The Yates School of Post-Graduate Studies

This is my very fancy way of announcing that after I graduate (and once life calms down a bit) I am going to compile a list of subjects and begin to seek out as much information about them as I can. And then I will tackle learning about each subject individually, using the library, the internet, and possibly former professors as my resources. 

I’ve realized that in my four years in college, I’ve encountered a lot of subjects that I’ve found fascinating, but haven’t had the time to devote all of my attention to. Just now, as I am faced with only Buddhism and Personal Finance finals left, I suddenly have boatloads of time to gingerly and lovingly soak up all of the information, and I’m learning far more in this manner than I would trying to cramcramcram it all into my brain (my choice study method, ever since high school).

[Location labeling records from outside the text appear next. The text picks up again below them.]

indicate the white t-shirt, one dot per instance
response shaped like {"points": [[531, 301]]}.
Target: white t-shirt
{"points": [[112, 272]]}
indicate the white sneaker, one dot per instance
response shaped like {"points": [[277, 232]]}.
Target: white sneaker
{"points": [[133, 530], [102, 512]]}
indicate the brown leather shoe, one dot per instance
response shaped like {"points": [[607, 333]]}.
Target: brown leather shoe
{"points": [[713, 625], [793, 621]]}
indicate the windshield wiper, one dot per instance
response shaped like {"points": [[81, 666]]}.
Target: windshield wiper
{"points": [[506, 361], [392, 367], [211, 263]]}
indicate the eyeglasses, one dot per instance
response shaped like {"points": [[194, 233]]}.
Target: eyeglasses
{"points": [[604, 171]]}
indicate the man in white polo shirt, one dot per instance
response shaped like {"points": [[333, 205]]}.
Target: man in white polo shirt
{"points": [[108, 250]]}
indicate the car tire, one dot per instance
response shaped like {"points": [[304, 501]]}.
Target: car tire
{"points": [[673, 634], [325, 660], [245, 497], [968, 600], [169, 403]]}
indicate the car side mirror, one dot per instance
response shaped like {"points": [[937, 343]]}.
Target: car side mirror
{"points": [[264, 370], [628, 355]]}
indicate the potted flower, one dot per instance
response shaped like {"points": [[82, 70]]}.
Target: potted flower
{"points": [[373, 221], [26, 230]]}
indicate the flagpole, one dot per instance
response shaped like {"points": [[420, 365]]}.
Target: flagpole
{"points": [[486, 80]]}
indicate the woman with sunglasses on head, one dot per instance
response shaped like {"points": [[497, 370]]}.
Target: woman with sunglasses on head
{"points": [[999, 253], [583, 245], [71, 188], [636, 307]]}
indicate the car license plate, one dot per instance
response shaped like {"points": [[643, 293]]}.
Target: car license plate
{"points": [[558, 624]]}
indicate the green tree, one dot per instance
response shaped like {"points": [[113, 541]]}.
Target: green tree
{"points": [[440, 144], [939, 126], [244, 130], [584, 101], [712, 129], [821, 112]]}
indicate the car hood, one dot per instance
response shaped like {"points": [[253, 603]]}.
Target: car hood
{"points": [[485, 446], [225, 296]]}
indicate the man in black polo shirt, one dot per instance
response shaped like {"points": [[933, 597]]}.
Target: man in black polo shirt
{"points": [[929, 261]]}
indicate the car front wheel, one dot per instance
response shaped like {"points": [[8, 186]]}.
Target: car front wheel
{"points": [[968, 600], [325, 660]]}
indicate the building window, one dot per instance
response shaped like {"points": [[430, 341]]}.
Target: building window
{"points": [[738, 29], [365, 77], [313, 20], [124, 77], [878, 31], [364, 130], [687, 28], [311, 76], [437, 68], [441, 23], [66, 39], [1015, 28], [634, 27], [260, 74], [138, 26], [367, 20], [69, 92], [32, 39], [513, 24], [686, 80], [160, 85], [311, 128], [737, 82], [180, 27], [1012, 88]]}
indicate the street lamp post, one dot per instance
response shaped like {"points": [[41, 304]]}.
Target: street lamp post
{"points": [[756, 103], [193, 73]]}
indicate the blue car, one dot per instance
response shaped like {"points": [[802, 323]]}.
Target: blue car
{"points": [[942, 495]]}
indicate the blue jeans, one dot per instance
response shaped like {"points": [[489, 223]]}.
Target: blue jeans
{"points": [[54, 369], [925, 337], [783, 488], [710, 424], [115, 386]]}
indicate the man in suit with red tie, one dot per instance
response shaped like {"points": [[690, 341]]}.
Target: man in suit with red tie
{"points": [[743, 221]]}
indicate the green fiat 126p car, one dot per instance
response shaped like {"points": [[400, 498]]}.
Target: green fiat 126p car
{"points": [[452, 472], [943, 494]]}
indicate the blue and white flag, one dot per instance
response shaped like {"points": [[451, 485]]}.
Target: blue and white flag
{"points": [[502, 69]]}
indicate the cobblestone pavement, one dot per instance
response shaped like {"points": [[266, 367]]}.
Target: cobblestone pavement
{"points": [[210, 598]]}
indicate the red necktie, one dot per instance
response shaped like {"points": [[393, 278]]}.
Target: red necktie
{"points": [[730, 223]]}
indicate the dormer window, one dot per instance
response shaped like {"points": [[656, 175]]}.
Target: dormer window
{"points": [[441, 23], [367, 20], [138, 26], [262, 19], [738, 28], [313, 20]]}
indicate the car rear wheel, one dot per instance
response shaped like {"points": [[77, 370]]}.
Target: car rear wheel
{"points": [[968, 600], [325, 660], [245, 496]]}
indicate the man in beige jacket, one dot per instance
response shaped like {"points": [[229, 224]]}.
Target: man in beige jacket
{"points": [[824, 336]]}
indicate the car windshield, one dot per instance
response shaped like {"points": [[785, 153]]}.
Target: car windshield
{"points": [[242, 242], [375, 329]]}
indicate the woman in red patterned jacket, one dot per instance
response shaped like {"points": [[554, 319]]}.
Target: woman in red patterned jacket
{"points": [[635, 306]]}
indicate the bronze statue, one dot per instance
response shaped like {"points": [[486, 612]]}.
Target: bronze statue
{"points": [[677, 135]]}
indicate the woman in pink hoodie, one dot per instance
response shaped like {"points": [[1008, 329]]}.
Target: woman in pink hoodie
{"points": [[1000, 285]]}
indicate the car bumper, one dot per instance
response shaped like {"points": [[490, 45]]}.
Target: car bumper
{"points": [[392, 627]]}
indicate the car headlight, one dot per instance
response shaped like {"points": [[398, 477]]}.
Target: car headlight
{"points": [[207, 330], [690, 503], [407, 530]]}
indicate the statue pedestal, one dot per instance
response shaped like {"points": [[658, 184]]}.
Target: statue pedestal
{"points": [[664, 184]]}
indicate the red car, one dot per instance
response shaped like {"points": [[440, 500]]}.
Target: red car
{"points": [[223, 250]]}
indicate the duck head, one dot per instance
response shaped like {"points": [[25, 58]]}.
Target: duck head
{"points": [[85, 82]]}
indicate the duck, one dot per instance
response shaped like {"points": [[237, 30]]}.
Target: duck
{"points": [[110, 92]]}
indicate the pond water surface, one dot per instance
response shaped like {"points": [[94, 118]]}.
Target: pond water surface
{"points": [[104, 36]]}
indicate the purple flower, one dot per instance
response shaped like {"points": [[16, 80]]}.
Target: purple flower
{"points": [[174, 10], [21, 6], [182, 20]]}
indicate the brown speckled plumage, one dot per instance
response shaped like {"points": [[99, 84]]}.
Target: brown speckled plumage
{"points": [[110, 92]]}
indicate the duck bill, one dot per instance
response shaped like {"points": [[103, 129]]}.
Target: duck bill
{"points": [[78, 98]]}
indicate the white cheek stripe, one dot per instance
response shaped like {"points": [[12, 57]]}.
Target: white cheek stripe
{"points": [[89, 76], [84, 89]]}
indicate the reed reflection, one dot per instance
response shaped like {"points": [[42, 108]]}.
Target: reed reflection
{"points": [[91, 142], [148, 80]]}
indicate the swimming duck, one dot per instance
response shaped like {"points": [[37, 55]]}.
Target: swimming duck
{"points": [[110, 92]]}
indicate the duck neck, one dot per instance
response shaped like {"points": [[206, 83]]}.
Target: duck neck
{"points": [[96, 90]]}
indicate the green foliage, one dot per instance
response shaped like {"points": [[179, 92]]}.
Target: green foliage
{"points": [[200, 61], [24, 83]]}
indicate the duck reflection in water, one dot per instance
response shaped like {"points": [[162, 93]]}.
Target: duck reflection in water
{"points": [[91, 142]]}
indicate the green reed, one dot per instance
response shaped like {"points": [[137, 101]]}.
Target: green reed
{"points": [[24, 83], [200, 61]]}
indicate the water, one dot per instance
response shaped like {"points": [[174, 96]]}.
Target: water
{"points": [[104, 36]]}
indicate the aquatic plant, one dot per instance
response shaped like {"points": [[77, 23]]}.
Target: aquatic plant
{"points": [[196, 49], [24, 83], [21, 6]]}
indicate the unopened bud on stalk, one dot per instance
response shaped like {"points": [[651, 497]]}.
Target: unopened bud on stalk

Here is a sneak-peek at the prospective curriculum:

  • Greek Mythology
  • The Renaissance
  • Shakespeare’s Sonnets
  • Mediterranean Cooking
  • Astrology
  • Silent Films
  • Beginner’s French and Greek
  • The Great Classical Composers

And I will try to revisit Positive Psychology, Women’s Studies, Philosophy and Buddhism, which I took as college courses.

And I will start up a new Summer Reading List as well.

And I will edit the hell out of my first short story, so I can try to send it out for publication come September.

Geez, this is already a very busy summer.